Non c’è bisogno di “vestirsi da donna”, “esagerare”: possono bastare un paio di pantaloni di una stoffa non inclusa nel campionario permesso dalla partitura di genere, e quello che può accadere, da lì in poi, non si sa. E attenzione: non è qualcosa che riguarda esclusivamente le periferie, il degrado, o solo il passato. La cultura omotransfobica è rigogliosa e trasversale, gode di ottima salute. E quelli più riconoscibili – coraggiosi, liberi, ingenui – fungono ancora oggi, pure a Milano centro, da bersagli mobili.
Nelle strade vige la legge del più forte, i corpi dei non allineati sono esposti ai sinistri di un sistema che si ritrova ovunque. Ancora oggi, Milano, 2020, se la tua dissidenza all’eteronormatività è evidente, devi sperare di avere fortuna.
Le cronache delle ultime settimane rendono evidente quanto sia importante che si arrivi in fretta a una (solida) legge contro l’omotransfobia e la misoginia: un provvedimento certo non risolutivo, ma che ponga almeno i presupposti per lavorare a una ristrutturazione culturale e emotiva del nostro Paese.
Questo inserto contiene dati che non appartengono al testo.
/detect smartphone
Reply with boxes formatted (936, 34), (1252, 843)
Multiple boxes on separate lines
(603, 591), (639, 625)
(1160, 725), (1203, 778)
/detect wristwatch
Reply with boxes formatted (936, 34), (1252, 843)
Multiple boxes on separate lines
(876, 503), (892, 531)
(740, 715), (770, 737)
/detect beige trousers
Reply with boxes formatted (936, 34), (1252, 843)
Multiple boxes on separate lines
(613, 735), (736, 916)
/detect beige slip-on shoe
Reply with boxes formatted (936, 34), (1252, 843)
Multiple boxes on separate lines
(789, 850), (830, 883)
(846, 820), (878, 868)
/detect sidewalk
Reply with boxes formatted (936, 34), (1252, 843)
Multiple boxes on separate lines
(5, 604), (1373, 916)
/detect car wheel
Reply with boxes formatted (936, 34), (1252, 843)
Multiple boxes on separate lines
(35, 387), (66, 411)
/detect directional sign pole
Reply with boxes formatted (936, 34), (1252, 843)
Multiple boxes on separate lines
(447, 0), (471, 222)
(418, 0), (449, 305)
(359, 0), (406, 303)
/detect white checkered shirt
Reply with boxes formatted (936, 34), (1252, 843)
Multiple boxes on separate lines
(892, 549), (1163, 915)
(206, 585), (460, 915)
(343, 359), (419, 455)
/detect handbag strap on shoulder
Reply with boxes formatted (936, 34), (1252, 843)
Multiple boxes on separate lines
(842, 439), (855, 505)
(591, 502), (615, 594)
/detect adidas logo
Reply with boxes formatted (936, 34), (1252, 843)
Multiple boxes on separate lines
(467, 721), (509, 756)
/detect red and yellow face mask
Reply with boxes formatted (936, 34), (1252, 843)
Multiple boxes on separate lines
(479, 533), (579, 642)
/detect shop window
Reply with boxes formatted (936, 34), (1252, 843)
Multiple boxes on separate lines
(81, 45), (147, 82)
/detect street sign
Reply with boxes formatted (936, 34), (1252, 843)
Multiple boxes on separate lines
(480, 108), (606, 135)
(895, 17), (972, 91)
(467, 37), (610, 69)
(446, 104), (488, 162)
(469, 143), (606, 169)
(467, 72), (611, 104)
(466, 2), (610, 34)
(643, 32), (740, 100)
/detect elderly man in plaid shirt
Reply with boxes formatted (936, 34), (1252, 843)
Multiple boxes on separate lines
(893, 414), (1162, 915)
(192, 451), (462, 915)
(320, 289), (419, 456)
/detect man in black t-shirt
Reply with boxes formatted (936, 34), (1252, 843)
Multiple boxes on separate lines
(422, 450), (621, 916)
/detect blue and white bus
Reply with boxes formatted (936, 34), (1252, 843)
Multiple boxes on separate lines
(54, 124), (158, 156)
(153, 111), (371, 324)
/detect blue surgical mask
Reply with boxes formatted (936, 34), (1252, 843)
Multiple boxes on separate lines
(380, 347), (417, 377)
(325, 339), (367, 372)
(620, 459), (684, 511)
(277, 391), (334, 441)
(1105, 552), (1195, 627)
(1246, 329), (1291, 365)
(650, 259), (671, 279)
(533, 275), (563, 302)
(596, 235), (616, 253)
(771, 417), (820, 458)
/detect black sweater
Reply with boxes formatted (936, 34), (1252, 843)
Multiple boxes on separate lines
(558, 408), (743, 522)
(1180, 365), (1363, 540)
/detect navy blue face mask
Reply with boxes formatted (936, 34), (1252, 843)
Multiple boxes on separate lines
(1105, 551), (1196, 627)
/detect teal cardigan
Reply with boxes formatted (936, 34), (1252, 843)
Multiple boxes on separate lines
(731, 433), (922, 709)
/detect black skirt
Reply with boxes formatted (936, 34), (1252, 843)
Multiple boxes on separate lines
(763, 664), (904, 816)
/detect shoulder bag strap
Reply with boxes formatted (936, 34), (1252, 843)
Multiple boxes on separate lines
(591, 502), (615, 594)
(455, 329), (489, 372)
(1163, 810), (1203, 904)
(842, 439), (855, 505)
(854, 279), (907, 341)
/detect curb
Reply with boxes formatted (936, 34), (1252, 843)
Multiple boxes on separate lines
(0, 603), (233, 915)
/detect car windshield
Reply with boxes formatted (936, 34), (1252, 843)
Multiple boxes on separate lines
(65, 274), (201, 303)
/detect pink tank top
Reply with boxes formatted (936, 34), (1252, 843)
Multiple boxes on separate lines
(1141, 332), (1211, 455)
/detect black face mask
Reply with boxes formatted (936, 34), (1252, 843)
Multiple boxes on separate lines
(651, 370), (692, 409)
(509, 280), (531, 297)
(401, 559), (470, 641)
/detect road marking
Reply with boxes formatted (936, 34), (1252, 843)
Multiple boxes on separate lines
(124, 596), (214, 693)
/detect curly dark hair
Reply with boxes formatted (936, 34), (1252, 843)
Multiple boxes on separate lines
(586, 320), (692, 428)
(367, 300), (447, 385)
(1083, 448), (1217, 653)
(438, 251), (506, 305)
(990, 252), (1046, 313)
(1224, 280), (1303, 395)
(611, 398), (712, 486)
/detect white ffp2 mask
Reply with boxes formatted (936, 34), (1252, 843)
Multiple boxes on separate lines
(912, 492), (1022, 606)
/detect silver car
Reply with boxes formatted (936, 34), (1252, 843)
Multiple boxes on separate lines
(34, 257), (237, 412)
Magari riuscendo prima o poi a raggiungere anche le scuole, roccaforti della tradizione, rese intoccabili dalle resistenze di tutte quelle famiglie (la maggior parte) che vedono ancora nell’educazione di genere e affettiva una minaccia all’integrità fisica e mentale dei figli, uno strumento di corruzione.
Sbaglia chi pensa che i tempi oggi siano cambiati, che l’oppressione delle diversità sia tramontata: è che, mediaticamente, ci si accorge solo dei picchi, delle detonazioni, delle grandi tragedie, ma tutti noi irregolari garantiamo che siamo in molti a vivere cose come quelle che ho raccontato in queste righe: solo che siamo abituati a tenercele per noi, siamo abituati ad aumentare il passo, ad aspettare che smettano.